The ability to tell odd numbers from even ones is known as parity categorization or classification. It is considered to be an abstract, high-level cognitive concept and as such, believed to be outside the possibilities of species other than humans. New research, however, comes to show that honeybees do have this ability.
An odd skill
For the study, the team trained individual bees on comparisons of odd and even numbers using cards with 1 to 10 shapes printed on them. The training was considered complete when the insects chose the correct answer with 80% accuracy. Bees were separated into one of two groups; one was trained to associate even numbers with sugar water and odd ones with quinine (a bitter liquid), and the other, the reverse.

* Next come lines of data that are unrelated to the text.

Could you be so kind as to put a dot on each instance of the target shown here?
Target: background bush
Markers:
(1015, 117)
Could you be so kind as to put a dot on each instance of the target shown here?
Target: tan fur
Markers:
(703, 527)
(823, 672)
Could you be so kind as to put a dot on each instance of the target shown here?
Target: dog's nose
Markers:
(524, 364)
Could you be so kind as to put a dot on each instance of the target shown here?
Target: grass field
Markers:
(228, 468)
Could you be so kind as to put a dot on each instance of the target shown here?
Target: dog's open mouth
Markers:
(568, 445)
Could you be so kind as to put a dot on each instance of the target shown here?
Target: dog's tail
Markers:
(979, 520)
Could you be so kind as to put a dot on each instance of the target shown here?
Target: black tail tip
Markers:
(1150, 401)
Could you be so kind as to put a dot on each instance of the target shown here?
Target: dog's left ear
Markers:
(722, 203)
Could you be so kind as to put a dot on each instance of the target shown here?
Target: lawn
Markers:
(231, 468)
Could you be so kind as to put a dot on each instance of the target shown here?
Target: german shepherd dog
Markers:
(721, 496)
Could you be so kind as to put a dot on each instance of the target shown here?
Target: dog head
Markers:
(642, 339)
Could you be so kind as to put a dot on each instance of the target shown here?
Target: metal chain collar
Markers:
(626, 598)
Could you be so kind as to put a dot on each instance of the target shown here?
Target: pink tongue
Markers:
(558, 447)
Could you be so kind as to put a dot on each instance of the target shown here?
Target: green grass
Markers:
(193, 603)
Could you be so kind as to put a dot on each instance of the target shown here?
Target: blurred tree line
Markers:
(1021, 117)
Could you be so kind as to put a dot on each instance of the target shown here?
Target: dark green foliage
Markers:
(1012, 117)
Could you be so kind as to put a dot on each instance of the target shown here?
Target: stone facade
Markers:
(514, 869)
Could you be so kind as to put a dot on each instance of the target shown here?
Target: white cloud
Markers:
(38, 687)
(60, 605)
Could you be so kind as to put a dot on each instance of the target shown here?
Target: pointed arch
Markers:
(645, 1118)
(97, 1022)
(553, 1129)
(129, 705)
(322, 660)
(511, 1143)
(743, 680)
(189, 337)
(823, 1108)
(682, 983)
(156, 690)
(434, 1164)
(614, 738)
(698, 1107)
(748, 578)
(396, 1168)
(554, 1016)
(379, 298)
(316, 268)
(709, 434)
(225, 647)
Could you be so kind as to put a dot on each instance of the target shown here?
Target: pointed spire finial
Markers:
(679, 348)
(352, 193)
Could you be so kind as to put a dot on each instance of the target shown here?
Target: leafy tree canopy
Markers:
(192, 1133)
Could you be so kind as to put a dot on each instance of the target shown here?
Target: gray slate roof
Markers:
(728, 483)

One of the first interesting observations the team made was that bees that learned to associate odd numbers with sugar water learned more quickly than the second group. This, they report, is the opposite of humans, who are known to categorize even numbers more quickly.
Then, the bees were tested using numbers not shown during the training, such as 11 and 12. They managed to categorize these as even or odd with around 70% accuracy. This similarity between us and bees is all the more surprising, the team writes, as the human brain consists of 86 billion neurons, whereas a bee’s brain only consists of around 960,000 neurons.
The results suggest that parity tasks are much less complex to handle than previously thought, so the team set to work examining this issue further. They created an artificial neural network consisting of only 5 neurons and pitted it against a parity test. This consisted of up to 40 pulses, that the network needed to classify as either odd or even. It managed to do so with 100% accuracy. Such a result shows that solving a parity problem is simple in principle, and doesn’t necessarily require a big brain or very much computational power; however, it does not mean that the bees’ brains used the same mechanisms as the neural network to solve the problem.
The team says that studying how other species’ brains handle the issue of parity can help us better understand how abstract thought, and the ability to understand mathematics, emerged in the human brain.
Among other things, we know that the human brain has a bias regarding odd and even numbers, in the sense that our brains more quickly recognize and react to even numbers than odd ones. Whether this arises through culture or from evolution — or maybe even a combination of the two — is yet unknown. Studying how the brains of other species handle this bias and abstract thought, in general, can help us get to the bottom of the issue.
The paper “Numerosity Categorization by Parity in an Insect and Simple Neural Network” has been published in the journal Frontiers in Ecology and Evolution.